Qui la loi Iesu-Crist tendront,' &c.

I. e. By Peter I wish you to understand the pope, and to include also the secular clerks, &c. John represents the friars (l. 7185).

7178. I. e. 'against those friars who maintain all (this book), and falsely teach the people; and John betokens those (the friars) who preach, to the effect that there is no law so suitable as that Eternal Gospel, sent by the Holy Ghost to convert such as have gone astray.' The notion is, that the teaching of John (the type of the law of love, as expounded by the friars) is to supersede the teaching of Peter (the type of the pope and other obsolete secular teachers). Such was the 'Eternal Gospel'; no wonder that the Pope condemned it as being too advanced.

7197-7204. Obscure; and not fully in the F. text.

7217. The mother of Faux-Semblaunt was Hypocrisy (l. 6779).

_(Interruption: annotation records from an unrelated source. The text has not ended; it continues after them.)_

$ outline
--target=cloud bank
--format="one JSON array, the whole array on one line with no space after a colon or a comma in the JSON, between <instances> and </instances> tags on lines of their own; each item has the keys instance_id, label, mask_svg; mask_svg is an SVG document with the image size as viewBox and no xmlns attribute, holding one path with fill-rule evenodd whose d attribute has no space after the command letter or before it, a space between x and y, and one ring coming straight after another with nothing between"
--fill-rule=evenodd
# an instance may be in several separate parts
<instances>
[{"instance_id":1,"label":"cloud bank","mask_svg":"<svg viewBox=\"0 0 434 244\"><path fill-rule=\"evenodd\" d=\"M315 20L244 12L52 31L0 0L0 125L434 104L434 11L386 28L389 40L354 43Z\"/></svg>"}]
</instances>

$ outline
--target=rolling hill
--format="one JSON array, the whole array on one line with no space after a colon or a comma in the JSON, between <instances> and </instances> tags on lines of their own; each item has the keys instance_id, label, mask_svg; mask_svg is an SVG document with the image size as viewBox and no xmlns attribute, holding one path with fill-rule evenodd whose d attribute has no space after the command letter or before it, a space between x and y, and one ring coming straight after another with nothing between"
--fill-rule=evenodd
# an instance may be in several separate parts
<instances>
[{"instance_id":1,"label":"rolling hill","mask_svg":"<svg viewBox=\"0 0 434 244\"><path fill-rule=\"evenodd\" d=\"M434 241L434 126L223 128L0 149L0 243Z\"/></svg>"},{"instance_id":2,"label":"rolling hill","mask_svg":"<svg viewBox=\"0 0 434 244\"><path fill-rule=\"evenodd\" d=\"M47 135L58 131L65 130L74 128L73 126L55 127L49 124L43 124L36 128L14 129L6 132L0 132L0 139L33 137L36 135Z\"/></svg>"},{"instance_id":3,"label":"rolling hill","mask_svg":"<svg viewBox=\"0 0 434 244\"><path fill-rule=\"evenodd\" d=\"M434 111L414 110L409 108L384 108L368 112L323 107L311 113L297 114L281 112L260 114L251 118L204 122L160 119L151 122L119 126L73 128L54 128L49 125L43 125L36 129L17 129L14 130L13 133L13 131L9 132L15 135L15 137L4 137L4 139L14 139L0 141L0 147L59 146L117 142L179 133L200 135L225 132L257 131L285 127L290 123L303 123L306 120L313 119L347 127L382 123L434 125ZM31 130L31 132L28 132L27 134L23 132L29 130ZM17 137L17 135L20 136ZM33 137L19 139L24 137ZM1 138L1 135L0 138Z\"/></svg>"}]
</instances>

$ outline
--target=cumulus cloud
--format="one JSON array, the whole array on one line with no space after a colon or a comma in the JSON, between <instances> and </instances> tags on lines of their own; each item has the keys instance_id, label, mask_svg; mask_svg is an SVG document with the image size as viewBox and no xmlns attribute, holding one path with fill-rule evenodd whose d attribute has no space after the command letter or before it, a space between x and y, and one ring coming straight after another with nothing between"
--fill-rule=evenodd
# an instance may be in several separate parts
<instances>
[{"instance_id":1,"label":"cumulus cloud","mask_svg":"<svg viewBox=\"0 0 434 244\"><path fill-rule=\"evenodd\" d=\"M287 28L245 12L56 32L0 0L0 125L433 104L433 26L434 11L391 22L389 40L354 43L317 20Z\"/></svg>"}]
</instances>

7227. 'But he who dreads my brethren more than Christ subjects himself to Christ's wrath.'

7243. patren, to repeat Pater-nosters; see Plowm. Crede, 6.

7256. Beggers is here used as a proper name, answering to F. Beguins. The Beguins, members of certain lay brotherhoods which arose in the Low Countries in the beginning of the thirteenth century, were also called Beguards or Begards, which in E. became Beggars. There can be now no doubt that the mod. E. beggar is the same word, and the verb to beg was merely evolved from it. See the articles on Beg, Beggar, Beghard, and Beguine in the New E. Dict. All these

names were derived from a certain Lambert Bègue. The Béguins were condemned at the council of Cologne in 1261, and at the general council of Vienne, in 1311. It seems probable that the term Beggars (Beguins) is here used derisively; the people really described seem to be the Franciscan friars, also called Gray friars; see l. 7258.

7259. fretted, ornamented, decked; from A. S. frætwian, to adorn; cf. l. 4705, and Leg. of Good Women, 1117; here ironical.